CFMEU claims CPB did not notify health and safety representatives or union officials, but the Cross River Rail Authority said they were immediately notified, and an improvement notice was issued. 

In response to "broader claims" about site safety, a spokesperson for the authority said "we reiterate that safety remains Cross River Rail's top priority and we expect the on-site contractor to uphold the highest possible safety standards".

They said the "majority" of the 331 Workplace Health and Safety notices issued over the project's lifetime happened in the early days of construction. 

"It is not unreasonable for a project of this size and scale to receive this kind of attention from the safety regulator," they said. 

'We should not accept harm'

On Wednesday, Transport Minister Mark Bailey said the number of injuries on Cross River Rail had been lower than the industry average. 

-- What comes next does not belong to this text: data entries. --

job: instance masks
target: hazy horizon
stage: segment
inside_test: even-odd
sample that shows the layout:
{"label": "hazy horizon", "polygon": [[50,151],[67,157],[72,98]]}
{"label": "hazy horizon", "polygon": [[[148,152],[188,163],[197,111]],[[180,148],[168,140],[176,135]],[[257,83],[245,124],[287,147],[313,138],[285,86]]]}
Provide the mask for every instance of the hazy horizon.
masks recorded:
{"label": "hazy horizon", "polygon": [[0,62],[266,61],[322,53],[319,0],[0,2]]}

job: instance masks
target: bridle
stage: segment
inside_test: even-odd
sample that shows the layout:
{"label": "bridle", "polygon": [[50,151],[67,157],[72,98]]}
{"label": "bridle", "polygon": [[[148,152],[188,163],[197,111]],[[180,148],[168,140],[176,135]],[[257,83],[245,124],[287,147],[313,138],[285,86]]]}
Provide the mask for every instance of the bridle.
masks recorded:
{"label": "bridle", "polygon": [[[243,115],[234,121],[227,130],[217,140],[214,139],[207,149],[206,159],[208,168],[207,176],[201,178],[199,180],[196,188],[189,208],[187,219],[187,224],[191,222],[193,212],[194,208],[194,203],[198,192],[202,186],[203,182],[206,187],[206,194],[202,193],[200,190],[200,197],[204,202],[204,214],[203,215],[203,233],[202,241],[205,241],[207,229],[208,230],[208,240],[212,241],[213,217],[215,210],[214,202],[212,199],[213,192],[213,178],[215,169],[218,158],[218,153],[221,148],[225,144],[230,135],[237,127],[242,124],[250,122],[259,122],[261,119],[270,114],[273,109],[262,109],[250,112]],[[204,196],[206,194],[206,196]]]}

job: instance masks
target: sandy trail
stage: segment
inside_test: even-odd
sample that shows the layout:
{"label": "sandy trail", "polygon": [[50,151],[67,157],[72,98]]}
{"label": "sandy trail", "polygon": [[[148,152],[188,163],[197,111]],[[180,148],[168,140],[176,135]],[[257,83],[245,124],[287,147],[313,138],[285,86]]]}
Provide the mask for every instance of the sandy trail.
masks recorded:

But David Cliff, a professor at University of Queensland specialising in workplace safety, said critical injury or fatality should never be an accepted risk. 

"Minor injuries are perhaps a different question because it could come down to minor slips," he said.

"But something like a fatality — that's why we do the management of risk.

"There are people whose job is to make sure those systems are in place and being properly implemented.

"We should not accept harm to people; if you accept that then the battle is lost." 

Mr Bailey also said scaffolding at the Boggo Road site had been given the "tick of approval" earlier this month.

However, Professor Cliff said it is more complex than that. 

"A tick of approval means an external assessor has had a look at it to the best of their abilities," he said.

"That tick of approval would've been on the construction of the scaffolding, but then you've to feed into that the task the worker was doing on the scaffolding at the time of incident."